The `type` [function](https://gwu-libraries.github.io/python-camp/glossary.html#term-function) provides as output information about the value associated with the variable `bkst_data`. It tells us the name of the Python data structure that characterizes this value.

In [2]:
type(bkst_data)

#### Question

You have encountered a Python [list](https://gwu-libraries.github.io/python-camp/glossary.html#term-list) before. What was the name of the variable that held a list in the "Choreographing Code" exercise?


#### Notes

- Going forward, when referring to functions and their output, we will say that the function **returns** something.
- Every Python value has a defined [type](https://gwu-libraries.github.io/python-camp/glossary.html#term-type).
- When we use the word [variable](https://gwu-libraries.github.io/python-camp/glossary.html#term-variable), we're generally referring to the combination of a name and a value. The name points to the value, which is located somewhere in memory. When we say, "the variable `bkst_data` is a list," we mean that the value to which the name `bkst_data` points is represented in Python as a list. 


In [2]:
bkst_data[0]

The code above uses [index](https://gwu-libraries.github.io/python-camp/glossary.html#term-index)ing to access the first element in the `bkst_data` list. When you run it, you should see data enclosed in curly braces (`{}`). 

#### Try it out!

In the cell below, use indexing to look at other elements in the list. (Change the number inside the square brackets in the expression `bkst_data[0]`). 



In [None]:
# Your code here

#### Questions

- What data elements do you see that might prove useful to our project (identifying courses with high- and low-cost textbooks)?
- What data elements do you have questions about?



#### Try it out!

For an example of course with assigned textbooks, look at the element in the 100th position in the list (at index 99).

Note any additional data elements that might be useful, as well as any that you have questions about.



In [None]:
# Your code here

## Navigating nested data

The `len()` function returns the length of a list.

In [4]:
len(bkst_data)

There are 1,250 top-level elements in `bkst_data`. But each element contains other elements nested within it. 

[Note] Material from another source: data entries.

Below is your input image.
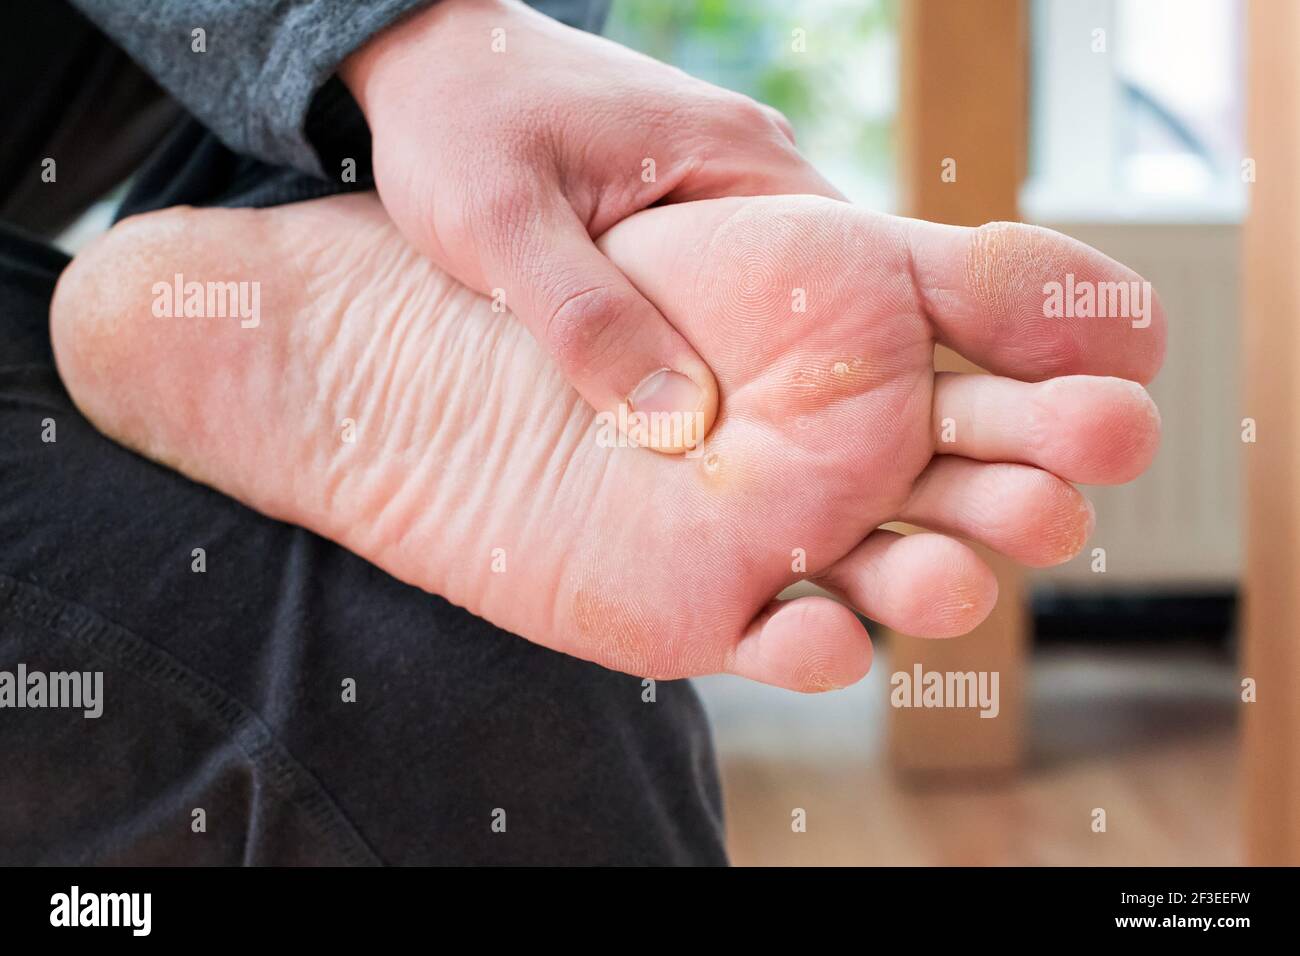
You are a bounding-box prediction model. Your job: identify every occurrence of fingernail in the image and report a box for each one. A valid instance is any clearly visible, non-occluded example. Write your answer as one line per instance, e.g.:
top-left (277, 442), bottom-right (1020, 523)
top-left (628, 368), bottom-right (703, 416)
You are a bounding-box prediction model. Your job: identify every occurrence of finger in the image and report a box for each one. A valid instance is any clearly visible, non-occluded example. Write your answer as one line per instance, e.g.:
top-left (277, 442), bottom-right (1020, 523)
top-left (493, 202), bottom-right (718, 454)
top-left (727, 596), bottom-right (872, 692)
top-left (668, 141), bottom-right (846, 202)
top-left (899, 458), bottom-right (1095, 568)
top-left (758, 103), bottom-right (798, 144)
top-left (903, 218), bottom-right (1166, 384)
top-left (649, 94), bottom-right (842, 201)
top-left (932, 372), bottom-right (1161, 484)
top-left (812, 530), bottom-right (998, 638)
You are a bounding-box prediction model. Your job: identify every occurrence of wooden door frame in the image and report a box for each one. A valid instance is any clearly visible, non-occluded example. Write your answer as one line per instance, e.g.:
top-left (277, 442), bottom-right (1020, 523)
top-left (890, 0), bottom-right (1030, 773)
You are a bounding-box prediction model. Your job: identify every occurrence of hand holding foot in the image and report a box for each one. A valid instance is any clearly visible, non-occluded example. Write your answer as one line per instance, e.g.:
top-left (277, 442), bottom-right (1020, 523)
top-left (341, 0), bottom-right (846, 449)
top-left (51, 193), bottom-right (1163, 691)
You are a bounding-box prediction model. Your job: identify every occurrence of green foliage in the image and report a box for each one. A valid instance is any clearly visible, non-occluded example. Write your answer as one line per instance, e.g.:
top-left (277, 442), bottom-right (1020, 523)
top-left (604, 0), bottom-right (897, 186)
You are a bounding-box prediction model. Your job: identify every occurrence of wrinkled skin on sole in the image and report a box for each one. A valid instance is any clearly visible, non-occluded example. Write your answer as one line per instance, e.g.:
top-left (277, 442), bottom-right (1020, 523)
top-left (51, 193), bottom-right (1164, 690)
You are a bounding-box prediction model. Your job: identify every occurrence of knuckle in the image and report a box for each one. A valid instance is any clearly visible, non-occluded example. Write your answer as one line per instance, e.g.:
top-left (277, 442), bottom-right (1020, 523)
top-left (760, 103), bottom-right (795, 137)
top-left (541, 283), bottom-right (636, 372)
top-left (727, 93), bottom-right (771, 125)
top-left (725, 94), bottom-right (792, 139)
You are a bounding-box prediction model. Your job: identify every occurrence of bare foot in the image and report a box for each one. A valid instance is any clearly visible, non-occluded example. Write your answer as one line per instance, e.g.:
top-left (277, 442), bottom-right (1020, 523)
top-left (51, 193), bottom-right (1163, 690)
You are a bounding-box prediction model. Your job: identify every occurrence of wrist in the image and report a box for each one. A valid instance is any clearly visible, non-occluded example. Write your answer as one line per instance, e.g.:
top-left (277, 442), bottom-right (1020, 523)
top-left (340, 0), bottom-right (517, 121)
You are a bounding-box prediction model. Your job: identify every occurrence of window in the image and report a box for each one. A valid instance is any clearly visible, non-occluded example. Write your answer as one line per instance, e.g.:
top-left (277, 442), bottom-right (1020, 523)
top-left (1025, 0), bottom-right (1245, 221)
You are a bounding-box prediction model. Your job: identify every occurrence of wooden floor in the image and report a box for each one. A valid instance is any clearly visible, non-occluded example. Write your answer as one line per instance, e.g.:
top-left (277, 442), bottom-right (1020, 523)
top-left (704, 645), bottom-right (1241, 866)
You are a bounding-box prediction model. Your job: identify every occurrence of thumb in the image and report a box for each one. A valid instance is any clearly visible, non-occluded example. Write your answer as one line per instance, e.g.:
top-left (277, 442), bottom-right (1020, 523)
top-left (494, 205), bottom-right (718, 454)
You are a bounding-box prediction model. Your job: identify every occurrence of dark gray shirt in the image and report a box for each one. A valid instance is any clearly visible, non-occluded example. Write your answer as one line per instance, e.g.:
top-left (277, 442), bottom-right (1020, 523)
top-left (69, 0), bottom-right (611, 178)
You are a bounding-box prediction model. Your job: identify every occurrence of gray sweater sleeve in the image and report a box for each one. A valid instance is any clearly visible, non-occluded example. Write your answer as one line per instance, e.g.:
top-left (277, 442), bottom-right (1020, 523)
top-left (69, 0), bottom-right (611, 179)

Here we assign one of those elements -- the element in the 100th position -- to a new variable, `my_course`.

In [None]:
my_course = bkst_data[99]
print(my_course)

#### Question

Look back at how we initially defined this dataset. In terms of that definition, what does each top-level element in the `bkst_data` list represent? 



In [None]:
type(my_course)

A single course is represented as a Python [dictionary](https://gwu-libraries.github.io/python-camp/glossary.html#term-dictionary) (`dict`) within the `bkst_data` list. 

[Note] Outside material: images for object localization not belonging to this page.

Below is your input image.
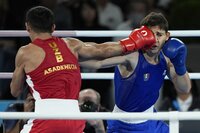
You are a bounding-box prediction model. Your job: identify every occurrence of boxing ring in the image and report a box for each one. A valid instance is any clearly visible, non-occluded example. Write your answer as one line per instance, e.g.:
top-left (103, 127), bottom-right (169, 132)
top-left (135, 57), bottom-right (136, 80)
top-left (1, 30), bottom-right (200, 133)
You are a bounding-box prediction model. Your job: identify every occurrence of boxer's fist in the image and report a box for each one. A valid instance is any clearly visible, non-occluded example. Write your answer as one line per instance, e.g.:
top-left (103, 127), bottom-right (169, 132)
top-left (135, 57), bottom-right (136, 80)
top-left (162, 38), bottom-right (187, 75)
top-left (120, 26), bottom-right (156, 53)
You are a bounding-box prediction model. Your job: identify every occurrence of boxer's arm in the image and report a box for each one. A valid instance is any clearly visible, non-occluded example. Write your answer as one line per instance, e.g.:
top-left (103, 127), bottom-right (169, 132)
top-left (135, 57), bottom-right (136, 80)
top-left (79, 40), bottom-right (123, 59)
top-left (65, 26), bottom-right (155, 60)
top-left (80, 26), bottom-right (155, 58)
top-left (10, 47), bottom-right (26, 97)
top-left (167, 59), bottom-right (191, 94)
top-left (163, 38), bottom-right (191, 93)
top-left (64, 38), bottom-right (123, 60)
top-left (79, 55), bottom-right (128, 69)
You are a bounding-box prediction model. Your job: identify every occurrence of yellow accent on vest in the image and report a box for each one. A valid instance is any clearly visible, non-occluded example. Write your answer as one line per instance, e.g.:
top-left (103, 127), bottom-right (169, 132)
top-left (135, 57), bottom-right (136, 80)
top-left (49, 42), bottom-right (63, 63)
top-left (44, 64), bottom-right (78, 75)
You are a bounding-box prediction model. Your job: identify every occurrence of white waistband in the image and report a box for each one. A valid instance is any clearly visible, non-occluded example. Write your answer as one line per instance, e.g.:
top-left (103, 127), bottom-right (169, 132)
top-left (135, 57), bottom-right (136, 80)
top-left (112, 105), bottom-right (154, 124)
top-left (35, 99), bottom-right (80, 113)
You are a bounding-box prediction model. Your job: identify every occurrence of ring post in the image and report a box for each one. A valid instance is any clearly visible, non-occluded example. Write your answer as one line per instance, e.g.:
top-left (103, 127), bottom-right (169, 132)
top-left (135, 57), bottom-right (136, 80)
top-left (169, 111), bottom-right (179, 133)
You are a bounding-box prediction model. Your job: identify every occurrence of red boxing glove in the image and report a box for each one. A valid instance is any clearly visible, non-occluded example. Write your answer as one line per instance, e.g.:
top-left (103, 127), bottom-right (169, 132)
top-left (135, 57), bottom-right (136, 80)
top-left (120, 26), bottom-right (156, 53)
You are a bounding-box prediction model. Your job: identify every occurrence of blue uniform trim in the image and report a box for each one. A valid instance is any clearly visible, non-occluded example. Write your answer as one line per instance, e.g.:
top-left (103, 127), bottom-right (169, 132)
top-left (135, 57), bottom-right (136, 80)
top-left (107, 120), bottom-right (169, 133)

As we saw in the previous activity, dictionaries allow us to store data in fields, similar to a database. The elements on the left-hand side of the colons are called **keys**, and the elements on the right-hand side of the colons are called **values**.

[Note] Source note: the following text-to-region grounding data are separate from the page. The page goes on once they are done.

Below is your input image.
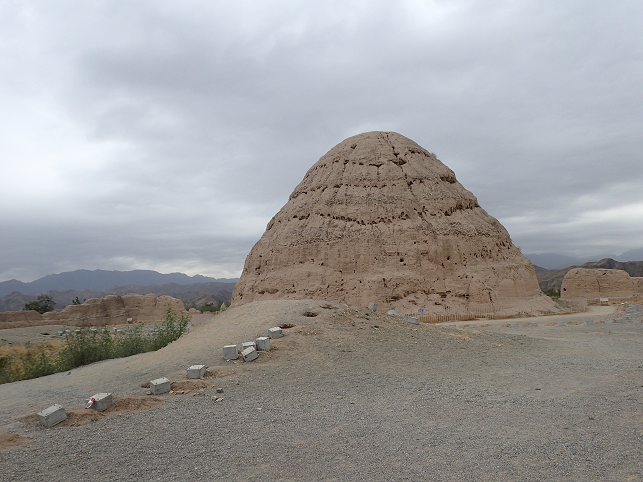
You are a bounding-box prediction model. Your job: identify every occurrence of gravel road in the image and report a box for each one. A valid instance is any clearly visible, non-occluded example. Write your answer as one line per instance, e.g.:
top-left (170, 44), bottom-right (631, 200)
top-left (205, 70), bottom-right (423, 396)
top-left (0, 300), bottom-right (642, 481)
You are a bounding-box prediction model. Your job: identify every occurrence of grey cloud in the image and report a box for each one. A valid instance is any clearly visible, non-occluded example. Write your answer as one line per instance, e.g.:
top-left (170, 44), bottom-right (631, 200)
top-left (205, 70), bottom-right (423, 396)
top-left (1, 0), bottom-right (642, 281)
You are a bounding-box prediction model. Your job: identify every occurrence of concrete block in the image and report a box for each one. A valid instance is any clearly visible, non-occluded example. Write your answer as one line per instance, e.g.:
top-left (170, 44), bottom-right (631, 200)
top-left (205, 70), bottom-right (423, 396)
top-left (223, 345), bottom-right (239, 360)
top-left (242, 346), bottom-right (258, 362)
top-left (368, 302), bottom-right (378, 312)
top-left (88, 392), bottom-right (113, 412)
top-left (187, 364), bottom-right (206, 379)
top-left (387, 309), bottom-right (398, 315)
top-left (150, 377), bottom-right (171, 395)
top-left (38, 404), bottom-right (67, 427)
top-left (256, 336), bottom-right (271, 351)
top-left (268, 327), bottom-right (283, 339)
top-left (407, 317), bottom-right (420, 325)
top-left (242, 341), bottom-right (256, 351)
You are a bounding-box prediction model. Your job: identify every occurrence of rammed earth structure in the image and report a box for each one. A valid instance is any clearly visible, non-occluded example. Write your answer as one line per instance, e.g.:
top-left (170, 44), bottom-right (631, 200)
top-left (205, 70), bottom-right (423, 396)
top-left (232, 132), bottom-right (557, 316)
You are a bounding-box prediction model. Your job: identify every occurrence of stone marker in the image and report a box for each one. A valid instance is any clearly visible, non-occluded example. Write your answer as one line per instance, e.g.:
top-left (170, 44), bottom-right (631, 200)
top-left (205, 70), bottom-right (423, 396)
top-left (187, 365), bottom-right (206, 379)
top-left (387, 309), bottom-right (398, 315)
top-left (150, 378), bottom-right (171, 395)
top-left (407, 317), bottom-right (420, 325)
top-left (87, 392), bottom-right (113, 411)
top-left (256, 336), bottom-right (271, 351)
top-left (242, 341), bottom-right (256, 351)
top-left (368, 302), bottom-right (378, 312)
top-left (223, 345), bottom-right (239, 360)
top-left (38, 404), bottom-right (67, 427)
top-left (242, 346), bottom-right (258, 362)
top-left (268, 327), bottom-right (283, 339)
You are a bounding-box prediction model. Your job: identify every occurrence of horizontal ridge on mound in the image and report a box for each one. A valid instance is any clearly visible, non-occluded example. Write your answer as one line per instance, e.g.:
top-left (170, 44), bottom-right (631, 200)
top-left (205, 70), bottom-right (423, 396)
top-left (232, 131), bottom-right (557, 316)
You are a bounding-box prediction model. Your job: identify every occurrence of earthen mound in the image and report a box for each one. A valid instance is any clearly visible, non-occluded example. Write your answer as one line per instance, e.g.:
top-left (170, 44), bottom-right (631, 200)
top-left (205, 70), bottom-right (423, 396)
top-left (561, 268), bottom-right (643, 301)
top-left (232, 132), bottom-right (556, 316)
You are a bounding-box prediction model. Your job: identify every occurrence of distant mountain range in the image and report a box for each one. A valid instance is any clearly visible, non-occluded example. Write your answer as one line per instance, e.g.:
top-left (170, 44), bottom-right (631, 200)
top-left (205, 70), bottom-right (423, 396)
top-left (525, 248), bottom-right (643, 270)
top-left (0, 269), bottom-right (238, 298)
top-left (0, 270), bottom-right (239, 312)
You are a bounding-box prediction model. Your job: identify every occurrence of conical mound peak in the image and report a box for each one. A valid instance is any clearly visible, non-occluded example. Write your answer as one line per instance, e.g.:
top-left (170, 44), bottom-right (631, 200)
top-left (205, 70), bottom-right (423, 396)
top-left (232, 132), bottom-right (556, 316)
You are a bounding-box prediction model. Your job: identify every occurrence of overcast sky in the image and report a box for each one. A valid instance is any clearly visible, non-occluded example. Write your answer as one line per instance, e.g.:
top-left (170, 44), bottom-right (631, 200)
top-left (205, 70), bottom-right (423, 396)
top-left (1, 0), bottom-right (642, 282)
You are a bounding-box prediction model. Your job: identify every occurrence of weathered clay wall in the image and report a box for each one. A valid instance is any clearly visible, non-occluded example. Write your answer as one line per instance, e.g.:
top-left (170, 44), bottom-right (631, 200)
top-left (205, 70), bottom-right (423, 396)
top-left (232, 131), bottom-right (557, 317)
top-left (0, 294), bottom-right (186, 329)
top-left (632, 277), bottom-right (643, 295)
top-left (561, 268), bottom-right (635, 300)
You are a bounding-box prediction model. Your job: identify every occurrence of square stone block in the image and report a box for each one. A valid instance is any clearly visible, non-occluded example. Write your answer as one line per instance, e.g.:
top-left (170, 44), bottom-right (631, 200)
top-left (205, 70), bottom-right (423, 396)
top-left (407, 317), bottom-right (420, 325)
top-left (223, 345), bottom-right (238, 360)
top-left (268, 327), bottom-right (283, 339)
top-left (368, 302), bottom-right (378, 312)
top-left (256, 336), bottom-right (271, 351)
top-left (150, 377), bottom-right (171, 395)
top-left (387, 309), bottom-right (398, 315)
top-left (88, 392), bottom-right (113, 412)
top-left (38, 404), bottom-right (67, 427)
top-left (242, 341), bottom-right (256, 350)
top-left (187, 364), bottom-right (206, 379)
top-left (242, 346), bottom-right (258, 362)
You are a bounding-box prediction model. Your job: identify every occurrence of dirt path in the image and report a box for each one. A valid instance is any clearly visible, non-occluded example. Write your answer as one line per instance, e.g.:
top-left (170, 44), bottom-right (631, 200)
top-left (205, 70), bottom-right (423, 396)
top-left (1, 300), bottom-right (642, 481)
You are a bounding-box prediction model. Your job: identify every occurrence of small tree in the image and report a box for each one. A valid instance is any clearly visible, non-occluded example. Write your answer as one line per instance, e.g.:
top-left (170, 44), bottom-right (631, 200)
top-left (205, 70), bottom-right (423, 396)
top-left (24, 294), bottom-right (56, 314)
top-left (72, 296), bottom-right (85, 305)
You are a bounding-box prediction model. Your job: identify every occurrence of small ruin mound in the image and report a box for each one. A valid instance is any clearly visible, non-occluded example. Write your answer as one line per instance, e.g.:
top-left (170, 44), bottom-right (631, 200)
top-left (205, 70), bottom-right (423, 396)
top-left (561, 268), bottom-right (643, 302)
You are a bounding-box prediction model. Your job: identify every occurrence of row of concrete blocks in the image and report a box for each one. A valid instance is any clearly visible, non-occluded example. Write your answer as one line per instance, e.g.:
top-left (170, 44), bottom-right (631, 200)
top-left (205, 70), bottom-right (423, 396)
top-left (223, 326), bottom-right (283, 362)
top-left (37, 392), bottom-right (113, 428)
top-left (148, 364), bottom-right (207, 395)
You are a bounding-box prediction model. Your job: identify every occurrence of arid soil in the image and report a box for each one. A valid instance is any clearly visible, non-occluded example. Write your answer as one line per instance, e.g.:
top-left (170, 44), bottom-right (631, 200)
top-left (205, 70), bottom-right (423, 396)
top-left (0, 300), bottom-right (642, 481)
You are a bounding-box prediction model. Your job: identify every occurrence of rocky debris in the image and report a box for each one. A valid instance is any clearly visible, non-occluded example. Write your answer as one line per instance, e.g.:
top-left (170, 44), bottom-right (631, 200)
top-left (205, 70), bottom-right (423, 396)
top-left (561, 268), bottom-right (643, 301)
top-left (232, 131), bottom-right (556, 317)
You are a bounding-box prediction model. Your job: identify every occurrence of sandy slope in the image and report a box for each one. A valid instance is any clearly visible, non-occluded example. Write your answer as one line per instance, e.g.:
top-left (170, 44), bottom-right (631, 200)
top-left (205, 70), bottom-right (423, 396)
top-left (1, 300), bottom-right (642, 481)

Here the keys are strings; anything enclosed in quotation marks in Python is a [string](https://gwu-libraries.github.io/python-camp/glossary.html#term-string).

We can use the keys to retrieve the values from the dictionary.

In [7]:
my_dept = my_course['department']
print(my_dept)

#### Try it out!

Practice accessing other elements within `my_course` using keys. 



In [None]:
# Your code here

#### Questions

Which pieces of information in `my_course` can you NOT access this way?



The textbooks associated with this course/section are stored within a **nested** element: a list associated with the key `'texts'`. 

In [13]:
type(my_course['texts'])

This particular course/section has 7 entries under the `texts` heading.

In [14]:
len(my_course['texts'])

#### Question

At this point, we have drilled down a few levels into our dataset, and things might be starting to look rather complicated. Take a moment with your team to sketch on paper the structure of our dataset so far. Draw it in whatever way feels most intuitive to you (without worrying about Python data types for the moment).



#### Try it out!

Use indexing to look at each of the items in the `my_books` variable below. With your team, revise your sketch/data diagram to reflect how course materials are represented in this dataset.



In [None]:
my_books = my_course['texts']
my_books[0]

In [None]:
# Your code here

## Questions for Discussion

1. We're ultimately interested in the cost of course materials as reported by the bookstore. Where do the relevant data elements reside within the structure we have been exploring?


2. Up to we've been looking at our data in terms of content and organization: thinking about what different elements represent, and how those elements relate to each other. Now take a few moments and look at the data in terms of **syntax**. 
   - With your team, make an inventory of the differents kinds of punctuation marks you see in the parts of the dataset you have examined, and discuss any patterns you notice in how punctuation is used.